BIOWriter

The BIOWriter utility converts a tagged name corpus from XML tags to BIO tags.  It is invoked by

jet -BIOWriter  XML-collection BIO-file

where XML-collection is the name of the input file -- a collection of XML-annotated files -- and BIO-file is the name of the output file.  XML-collection should contain a list of the file names of the XML-annotated document files, one file name per line.  File names may either be absolute paths or relative paths;  relative paths are interpreted relative to the directory containing XML-collection.

Each XML-annotated document file is annotated in MUC format.  Only data between
<TEXT> and </TEXT> is processed.  Names should be marked with <ENAMEX TYPE=type> ... </ENAMEX>;  tags of the form <TIMEX> ... </TIMEX> and <NUMEX> ... </NUMEX> are also allowed but are ignored.
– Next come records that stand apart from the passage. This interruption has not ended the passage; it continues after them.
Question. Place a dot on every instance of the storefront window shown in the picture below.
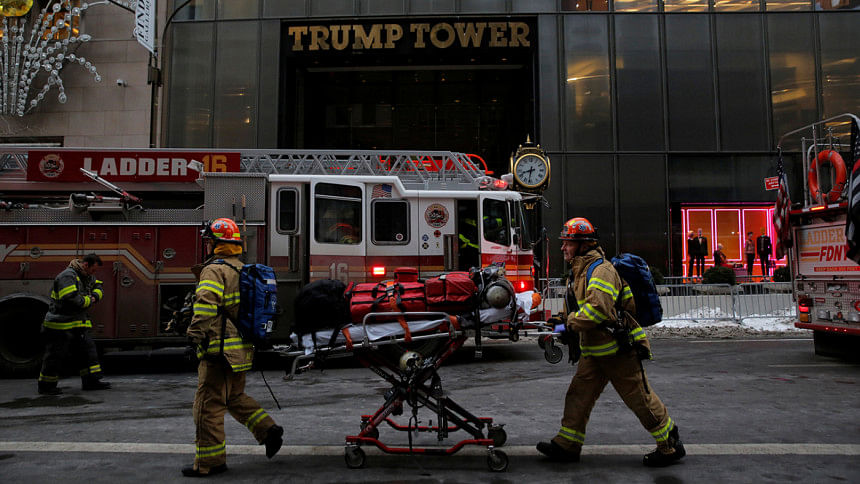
(584, 5)
(236, 85)
(737, 5)
(588, 108)
(635, 5)
(191, 77)
(685, 5)
(840, 63)
(788, 5)
(792, 72)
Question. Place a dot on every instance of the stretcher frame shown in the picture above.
(410, 386)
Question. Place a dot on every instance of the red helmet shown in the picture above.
(578, 228)
(223, 230)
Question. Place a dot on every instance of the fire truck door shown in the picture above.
(338, 232)
(288, 243)
(136, 298)
(495, 232)
(103, 240)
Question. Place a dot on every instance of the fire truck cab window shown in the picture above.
(337, 214)
(496, 222)
(390, 222)
(287, 202)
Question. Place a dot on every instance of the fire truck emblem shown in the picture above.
(436, 215)
(51, 166)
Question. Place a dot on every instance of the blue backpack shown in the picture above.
(258, 302)
(634, 270)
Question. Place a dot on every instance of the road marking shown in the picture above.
(514, 450)
(758, 340)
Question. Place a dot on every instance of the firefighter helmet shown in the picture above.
(223, 230)
(578, 228)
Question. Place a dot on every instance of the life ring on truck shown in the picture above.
(835, 160)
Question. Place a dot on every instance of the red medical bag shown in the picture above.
(453, 292)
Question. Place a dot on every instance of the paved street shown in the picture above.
(752, 410)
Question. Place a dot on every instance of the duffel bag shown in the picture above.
(453, 292)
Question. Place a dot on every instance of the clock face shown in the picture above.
(531, 170)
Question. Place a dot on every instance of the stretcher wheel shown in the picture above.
(497, 461)
(354, 457)
(498, 434)
(553, 354)
(373, 434)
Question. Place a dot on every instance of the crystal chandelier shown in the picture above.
(35, 48)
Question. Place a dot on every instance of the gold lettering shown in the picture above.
(340, 36)
(420, 30)
(393, 33)
(470, 33)
(319, 37)
(497, 32)
(434, 35)
(363, 40)
(519, 34)
(297, 33)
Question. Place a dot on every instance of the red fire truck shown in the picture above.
(826, 282)
(349, 215)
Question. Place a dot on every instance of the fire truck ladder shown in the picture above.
(421, 170)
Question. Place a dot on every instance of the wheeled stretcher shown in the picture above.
(414, 380)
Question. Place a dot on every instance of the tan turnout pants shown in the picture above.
(592, 375)
(215, 381)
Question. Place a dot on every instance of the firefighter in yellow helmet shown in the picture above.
(224, 356)
(612, 344)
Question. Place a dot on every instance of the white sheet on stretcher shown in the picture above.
(375, 332)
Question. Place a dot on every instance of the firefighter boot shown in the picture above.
(93, 383)
(274, 440)
(49, 389)
(659, 457)
(190, 471)
(556, 453)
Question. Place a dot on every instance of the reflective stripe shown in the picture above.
(637, 334)
(626, 293)
(207, 309)
(215, 345)
(663, 434)
(591, 313)
(211, 286)
(231, 299)
(602, 285)
(255, 419)
(212, 451)
(572, 435)
(67, 290)
(67, 324)
(600, 350)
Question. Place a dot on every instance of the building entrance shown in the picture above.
(485, 110)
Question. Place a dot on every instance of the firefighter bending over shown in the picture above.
(66, 327)
(224, 356)
(612, 351)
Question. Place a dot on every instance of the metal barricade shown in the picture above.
(706, 302)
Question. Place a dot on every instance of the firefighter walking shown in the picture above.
(66, 326)
(224, 356)
(593, 315)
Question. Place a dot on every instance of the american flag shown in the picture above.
(852, 222)
(382, 190)
(780, 213)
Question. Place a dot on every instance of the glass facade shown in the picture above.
(646, 107)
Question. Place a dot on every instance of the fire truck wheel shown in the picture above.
(21, 318)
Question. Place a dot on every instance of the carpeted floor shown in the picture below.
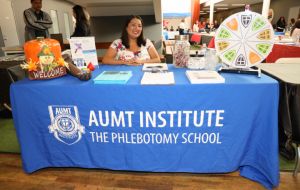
(9, 143)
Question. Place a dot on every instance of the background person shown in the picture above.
(82, 25)
(281, 24)
(37, 22)
(295, 32)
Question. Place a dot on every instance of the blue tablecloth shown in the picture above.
(206, 128)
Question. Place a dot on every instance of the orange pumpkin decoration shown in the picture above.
(34, 47)
(43, 59)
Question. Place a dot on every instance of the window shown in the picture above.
(67, 25)
(55, 27)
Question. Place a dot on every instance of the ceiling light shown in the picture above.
(237, 5)
(221, 5)
(212, 1)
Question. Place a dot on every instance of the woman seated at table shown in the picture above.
(132, 48)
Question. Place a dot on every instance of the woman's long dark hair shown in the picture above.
(140, 40)
(81, 15)
(297, 25)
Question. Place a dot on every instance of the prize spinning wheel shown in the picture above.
(244, 40)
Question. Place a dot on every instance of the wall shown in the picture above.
(61, 6)
(109, 28)
(222, 15)
(282, 7)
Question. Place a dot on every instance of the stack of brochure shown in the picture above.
(155, 67)
(161, 78)
(200, 77)
(113, 77)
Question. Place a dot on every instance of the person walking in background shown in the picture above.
(37, 22)
(292, 23)
(196, 26)
(295, 32)
(82, 25)
(181, 27)
(281, 24)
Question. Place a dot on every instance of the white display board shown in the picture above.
(83, 50)
(244, 39)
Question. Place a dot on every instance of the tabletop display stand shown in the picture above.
(242, 41)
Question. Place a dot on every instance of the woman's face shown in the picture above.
(134, 28)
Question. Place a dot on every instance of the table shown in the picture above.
(204, 37)
(281, 50)
(289, 104)
(207, 128)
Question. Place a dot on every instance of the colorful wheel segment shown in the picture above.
(244, 39)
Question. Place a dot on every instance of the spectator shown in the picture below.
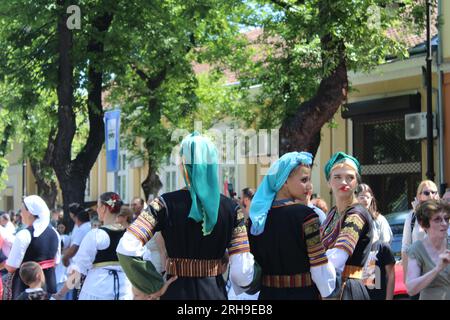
(56, 217)
(246, 200)
(80, 217)
(446, 195)
(5, 221)
(429, 259)
(18, 222)
(347, 231)
(32, 275)
(381, 226)
(39, 242)
(137, 205)
(320, 203)
(412, 231)
(198, 225)
(61, 270)
(97, 259)
(307, 202)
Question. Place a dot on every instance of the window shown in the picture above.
(390, 164)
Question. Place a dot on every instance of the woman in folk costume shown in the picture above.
(284, 234)
(198, 225)
(97, 259)
(347, 231)
(39, 242)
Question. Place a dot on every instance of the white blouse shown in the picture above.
(21, 243)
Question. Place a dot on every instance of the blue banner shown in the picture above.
(112, 135)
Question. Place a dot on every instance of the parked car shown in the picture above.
(396, 221)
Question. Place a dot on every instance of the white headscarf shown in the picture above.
(38, 208)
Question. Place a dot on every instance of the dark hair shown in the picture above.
(248, 192)
(80, 212)
(427, 209)
(29, 272)
(112, 201)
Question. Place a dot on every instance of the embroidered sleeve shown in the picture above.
(239, 239)
(315, 248)
(143, 228)
(352, 228)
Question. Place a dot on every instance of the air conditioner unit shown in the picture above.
(416, 126)
(136, 163)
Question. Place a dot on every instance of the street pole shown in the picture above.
(430, 159)
(24, 178)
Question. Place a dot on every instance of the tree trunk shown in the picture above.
(72, 174)
(302, 131)
(46, 188)
(152, 184)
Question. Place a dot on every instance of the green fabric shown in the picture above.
(201, 164)
(141, 273)
(339, 157)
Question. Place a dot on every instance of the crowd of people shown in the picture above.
(276, 242)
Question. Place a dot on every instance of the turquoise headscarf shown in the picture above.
(277, 175)
(339, 157)
(200, 161)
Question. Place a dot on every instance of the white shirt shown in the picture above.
(20, 246)
(241, 265)
(319, 212)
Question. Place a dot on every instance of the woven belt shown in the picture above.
(353, 272)
(194, 267)
(287, 281)
(47, 264)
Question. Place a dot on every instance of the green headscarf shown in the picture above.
(339, 157)
(202, 178)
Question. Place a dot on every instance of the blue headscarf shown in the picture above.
(202, 178)
(271, 184)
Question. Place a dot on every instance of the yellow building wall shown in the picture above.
(445, 5)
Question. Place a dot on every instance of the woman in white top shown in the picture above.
(80, 217)
(380, 225)
(97, 259)
(412, 231)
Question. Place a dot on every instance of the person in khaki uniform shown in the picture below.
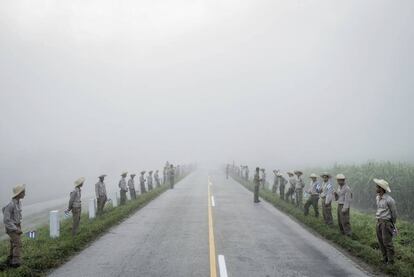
(282, 183)
(149, 181)
(291, 189)
(256, 181)
(299, 189)
(344, 197)
(386, 218)
(314, 190)
(327, 195)
(101, 196)
(142, 182)
(131, 187)
(75, 205)
(123, 189)
(12, 218)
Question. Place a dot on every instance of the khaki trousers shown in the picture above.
(384, 234)
(343, 221)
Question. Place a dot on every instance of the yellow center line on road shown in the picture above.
(211, 242)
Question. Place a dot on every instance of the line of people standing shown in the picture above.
(324, 190)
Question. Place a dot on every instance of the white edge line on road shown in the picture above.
(222, 266)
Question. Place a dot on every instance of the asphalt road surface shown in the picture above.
(170, 237)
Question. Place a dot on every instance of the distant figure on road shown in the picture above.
(149, 181)
(292, 186)
(256, 182)
(131, 187)
(100, 190)
(299, 189)
(314, 190)
(157, 179)
(344, 197)
(282, 183)
(142, 182)
(12, 218)
(327, 196)
(123, 189)
(75, 205)
(171, 176)
(386, 218)
(275, 181)
(263, 180)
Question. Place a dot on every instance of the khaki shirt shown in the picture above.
(131, 184)
(386, 208)
(100, 189)
(299, 184)
(292, 182)
(75, 199)
(122, 185)
(344, 196)
(12, 215)
(327, 192)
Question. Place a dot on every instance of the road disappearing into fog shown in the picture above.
(173, 236)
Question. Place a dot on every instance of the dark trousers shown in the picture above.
(132, 193)
(282, 192)
(312, 201)
(327, 212)
(299, 198)
(344, 221)
(15, 248)
(76, 213)
(101, 204)
(123, 197)
(384, 234)
(256, 193)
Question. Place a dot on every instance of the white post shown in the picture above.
(92, 212)
(54, 224)
(114, 199)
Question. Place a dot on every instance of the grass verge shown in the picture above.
(363, 244)
(43, 254)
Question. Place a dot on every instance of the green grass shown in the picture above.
(363, 244)
(43, 254)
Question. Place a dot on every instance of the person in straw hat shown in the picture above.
(142, 182)
(292, 185)
(314, 191)
(299, 189)
(326, 198)
(344, 197)
(386, 218)
(75, 205)
(12, 218)
(123, 189)
(131, 187)
(101, 196)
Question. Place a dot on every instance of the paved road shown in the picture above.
(169, 237)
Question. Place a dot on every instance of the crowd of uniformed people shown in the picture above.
(321, 188)
(12, 212)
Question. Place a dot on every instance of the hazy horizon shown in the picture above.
(91, 87)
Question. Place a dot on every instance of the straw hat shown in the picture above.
(340, 177)
(298, 172)
(79, 182)
(383, 184)
(18, 189)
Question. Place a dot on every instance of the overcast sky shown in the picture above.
(98, 86)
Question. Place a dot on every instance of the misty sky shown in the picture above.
(99, 86)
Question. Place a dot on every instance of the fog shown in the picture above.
(92, 87)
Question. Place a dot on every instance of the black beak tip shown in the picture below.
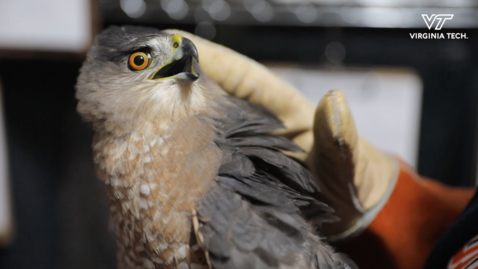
(190, 49)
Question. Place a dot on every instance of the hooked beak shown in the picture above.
(180, 66)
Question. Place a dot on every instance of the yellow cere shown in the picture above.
(175, 41)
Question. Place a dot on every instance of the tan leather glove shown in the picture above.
(355, 177)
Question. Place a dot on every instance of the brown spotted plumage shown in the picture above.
(193, 177)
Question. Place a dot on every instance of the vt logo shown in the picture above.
(441, 18)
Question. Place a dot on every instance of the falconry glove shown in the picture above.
(357, 176)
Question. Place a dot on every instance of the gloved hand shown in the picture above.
(349, 186)
(390, 216)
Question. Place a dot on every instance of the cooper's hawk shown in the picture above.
(193, 177)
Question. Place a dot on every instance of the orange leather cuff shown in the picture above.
(412, 221)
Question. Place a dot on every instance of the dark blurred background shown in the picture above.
(60, 214)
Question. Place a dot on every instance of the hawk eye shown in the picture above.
(139, 60)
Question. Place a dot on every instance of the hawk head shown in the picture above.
(137, 74)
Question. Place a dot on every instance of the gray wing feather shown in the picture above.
(255, 215)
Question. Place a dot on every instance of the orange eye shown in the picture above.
(139, 60)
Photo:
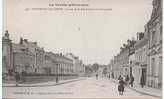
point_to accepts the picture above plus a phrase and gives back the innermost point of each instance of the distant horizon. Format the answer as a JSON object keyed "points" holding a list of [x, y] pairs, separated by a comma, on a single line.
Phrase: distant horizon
{"points": [[94, 37]]}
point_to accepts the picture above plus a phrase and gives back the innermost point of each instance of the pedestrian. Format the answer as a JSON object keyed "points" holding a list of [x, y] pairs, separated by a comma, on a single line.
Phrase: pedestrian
{"points": [[17, 78], [57, 79], [96, 76], [131, 80], [113, 75], [127, 79], [121, 86], [119, 78], [142, 82], [109, 76]]}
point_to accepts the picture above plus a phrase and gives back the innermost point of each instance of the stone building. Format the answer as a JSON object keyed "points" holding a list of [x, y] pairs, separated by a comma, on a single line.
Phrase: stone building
{"points": [[7, 63], [154, 26], [23, 59], [78, 67], [141, 59], [38, 52], [124, 60], [58, 65]]}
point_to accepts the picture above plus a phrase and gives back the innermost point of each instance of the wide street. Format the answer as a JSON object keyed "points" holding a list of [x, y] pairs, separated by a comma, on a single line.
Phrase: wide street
{"points": [[88, 88]]}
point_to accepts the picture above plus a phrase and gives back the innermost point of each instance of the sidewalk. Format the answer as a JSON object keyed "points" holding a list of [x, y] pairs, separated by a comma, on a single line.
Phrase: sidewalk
{"points": [[148, 91], [145, 90], [50, 83]]}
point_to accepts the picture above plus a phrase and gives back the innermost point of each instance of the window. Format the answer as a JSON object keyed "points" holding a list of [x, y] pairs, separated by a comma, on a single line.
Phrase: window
{"points": [[153, 37], [152, 65], [160, 34]]}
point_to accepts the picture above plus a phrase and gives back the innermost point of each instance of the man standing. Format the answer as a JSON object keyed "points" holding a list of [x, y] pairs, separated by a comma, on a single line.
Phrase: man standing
{"points": [[96, 76], [17, 78], [131, 80]]}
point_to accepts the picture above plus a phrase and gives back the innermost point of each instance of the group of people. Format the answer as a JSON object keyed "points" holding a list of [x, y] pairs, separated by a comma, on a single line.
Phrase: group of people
{"points": [[122, 82]]}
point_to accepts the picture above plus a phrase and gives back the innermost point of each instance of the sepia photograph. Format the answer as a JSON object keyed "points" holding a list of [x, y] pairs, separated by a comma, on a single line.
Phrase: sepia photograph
{"points": [[82, 49]]}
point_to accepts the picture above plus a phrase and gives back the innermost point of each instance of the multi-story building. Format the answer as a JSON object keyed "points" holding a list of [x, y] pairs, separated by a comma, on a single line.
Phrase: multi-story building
{"points": [[23, 59], [154, 26], [78, 66], [39, 54], [7, 63], [58, 65], [124, 60], [141, 63]]}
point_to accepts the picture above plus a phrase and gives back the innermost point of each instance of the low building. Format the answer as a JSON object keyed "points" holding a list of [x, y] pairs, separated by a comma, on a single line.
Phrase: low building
{"points": [[78, 67], [141, 59], [23, 59], [38, 53], [7, 61]]}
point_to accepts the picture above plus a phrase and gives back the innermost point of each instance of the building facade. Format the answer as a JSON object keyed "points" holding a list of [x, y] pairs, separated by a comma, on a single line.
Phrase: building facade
{"points": [[23, 59], [78, 66], [154, 25], [39, 54], [7, 63], [141, 59]]}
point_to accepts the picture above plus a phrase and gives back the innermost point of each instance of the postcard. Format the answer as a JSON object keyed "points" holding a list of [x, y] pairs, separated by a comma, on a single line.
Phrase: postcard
{"points": [[82, 49]]}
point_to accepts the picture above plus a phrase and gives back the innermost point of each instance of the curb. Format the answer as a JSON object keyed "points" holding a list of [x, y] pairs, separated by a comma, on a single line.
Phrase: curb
{"points": [[139, 91], [45, 85]]}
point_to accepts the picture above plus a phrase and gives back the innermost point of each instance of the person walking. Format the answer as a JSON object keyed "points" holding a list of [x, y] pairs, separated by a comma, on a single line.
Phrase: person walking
{"points": [[142, 82], [96, 76], [131, 80], [127, 79], [109, 76], [121, 86], [119, 78]]}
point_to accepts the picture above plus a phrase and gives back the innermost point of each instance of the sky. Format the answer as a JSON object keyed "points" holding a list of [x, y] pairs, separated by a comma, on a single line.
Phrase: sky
{"points": [[94, 36]]}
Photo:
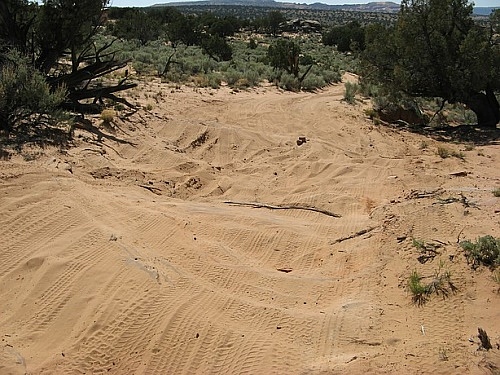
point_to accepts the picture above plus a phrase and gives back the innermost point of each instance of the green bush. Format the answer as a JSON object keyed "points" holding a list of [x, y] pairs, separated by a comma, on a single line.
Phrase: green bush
{"points": [[485, 251], [313, 82], [25, 96], [351, 89]]}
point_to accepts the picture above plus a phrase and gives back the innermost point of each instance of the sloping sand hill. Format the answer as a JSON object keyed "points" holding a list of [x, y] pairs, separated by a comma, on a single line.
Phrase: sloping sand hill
{"points": [[200, 238]]}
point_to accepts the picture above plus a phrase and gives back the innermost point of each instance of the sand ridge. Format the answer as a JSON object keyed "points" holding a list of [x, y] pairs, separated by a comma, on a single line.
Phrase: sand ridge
{"points": [[120, 255]]}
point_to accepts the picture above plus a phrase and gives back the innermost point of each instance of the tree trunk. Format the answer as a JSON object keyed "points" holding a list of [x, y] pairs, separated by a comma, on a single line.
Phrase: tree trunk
{"points": [[486, 107]]}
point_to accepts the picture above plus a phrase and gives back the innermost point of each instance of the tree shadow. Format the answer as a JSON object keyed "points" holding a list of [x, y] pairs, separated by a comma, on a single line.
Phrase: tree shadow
{"points": [[60, 137], [43, 137], [470, 134]]}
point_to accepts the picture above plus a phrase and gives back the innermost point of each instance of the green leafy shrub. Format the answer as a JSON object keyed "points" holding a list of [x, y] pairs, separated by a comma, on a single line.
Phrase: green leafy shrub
{"points": [[351, 89], [485, 251], [418, 290], [440, 284], [25, 96]]}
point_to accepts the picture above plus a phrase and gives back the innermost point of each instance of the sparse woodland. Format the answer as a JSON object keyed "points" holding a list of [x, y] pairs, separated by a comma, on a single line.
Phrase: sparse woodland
{"points": [[430, 57]]}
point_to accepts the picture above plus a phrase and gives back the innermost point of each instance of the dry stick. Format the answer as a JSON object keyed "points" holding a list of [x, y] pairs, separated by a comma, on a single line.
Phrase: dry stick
{"points": [[357, 234], [152, 189], [284, 207]]}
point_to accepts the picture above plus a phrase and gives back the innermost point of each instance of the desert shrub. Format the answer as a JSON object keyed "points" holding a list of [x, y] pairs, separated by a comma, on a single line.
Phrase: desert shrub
{"points": [[485, 251], [232, 76], [313, 82], [25, 96], [289, 82], [351, 89], [418, 290], [331, 76], [214, 80], [440, 284]]}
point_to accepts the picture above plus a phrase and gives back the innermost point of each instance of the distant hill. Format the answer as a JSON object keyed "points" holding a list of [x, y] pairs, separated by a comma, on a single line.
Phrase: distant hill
{"points": [[385, 7], [379, 6]]}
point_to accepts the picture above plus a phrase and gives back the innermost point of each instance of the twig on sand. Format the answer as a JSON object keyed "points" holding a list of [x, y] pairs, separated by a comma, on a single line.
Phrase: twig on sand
{"points": [[152, 189], [283, 207], [357, 234]]}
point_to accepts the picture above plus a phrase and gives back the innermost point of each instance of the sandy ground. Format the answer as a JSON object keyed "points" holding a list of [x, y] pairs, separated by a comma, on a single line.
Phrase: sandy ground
{"points": [[122, 255]]}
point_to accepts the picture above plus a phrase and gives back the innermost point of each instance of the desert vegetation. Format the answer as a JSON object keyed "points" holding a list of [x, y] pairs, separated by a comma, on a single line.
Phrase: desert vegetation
{"points": [[417, 67]]}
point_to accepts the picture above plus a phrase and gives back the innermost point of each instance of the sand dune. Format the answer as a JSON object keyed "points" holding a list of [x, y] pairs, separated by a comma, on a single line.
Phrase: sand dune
{"points": [[121, 254]]}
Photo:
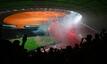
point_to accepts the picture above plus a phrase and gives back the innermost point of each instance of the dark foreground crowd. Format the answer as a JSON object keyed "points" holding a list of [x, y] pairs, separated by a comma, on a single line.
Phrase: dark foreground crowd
{"points": [[92, 50]]}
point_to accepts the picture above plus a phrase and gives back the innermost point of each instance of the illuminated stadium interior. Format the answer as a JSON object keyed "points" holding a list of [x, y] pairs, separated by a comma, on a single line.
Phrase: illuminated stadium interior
{"points": [[46, 27]]}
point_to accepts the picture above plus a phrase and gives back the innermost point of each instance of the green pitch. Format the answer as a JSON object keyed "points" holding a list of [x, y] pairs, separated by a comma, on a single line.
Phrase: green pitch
{"points": [[35, 42]]}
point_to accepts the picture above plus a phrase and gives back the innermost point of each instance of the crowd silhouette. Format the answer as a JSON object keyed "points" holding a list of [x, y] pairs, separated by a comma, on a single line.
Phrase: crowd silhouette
{"points": [[91, 50]]}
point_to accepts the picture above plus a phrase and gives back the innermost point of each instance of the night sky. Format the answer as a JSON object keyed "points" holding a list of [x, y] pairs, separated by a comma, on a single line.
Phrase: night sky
{"points": [[94, 11]]}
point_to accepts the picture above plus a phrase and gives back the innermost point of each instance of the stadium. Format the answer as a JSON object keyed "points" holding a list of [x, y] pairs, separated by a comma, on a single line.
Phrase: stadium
{"points": [[53, 31], [38, 23]]}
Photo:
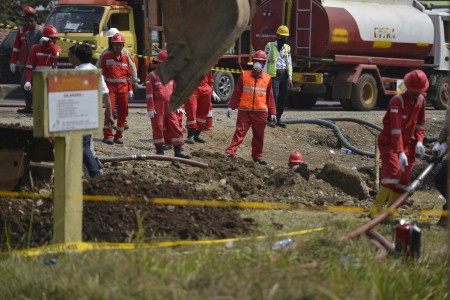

The output file (BIO-file) consists of one token per line, with a blank line between sentences.  Each line consists of the token, a blank, and a BIO tag.  Tokens outside a name are tagged "O".  A sequence of the form
<ENAMEX TYPE=type> token1 token2 token3</ENAMEX> will be rendered

token1 B-type
token2 I-type
token3 I-type

The single BIO-file contains information from all the documents in the input collection.

Note:  if input is available as a single file with <DOC> ... </DOC> surrounding each document, it can be converted to the required (one document per file) form with the MakeCollection utility.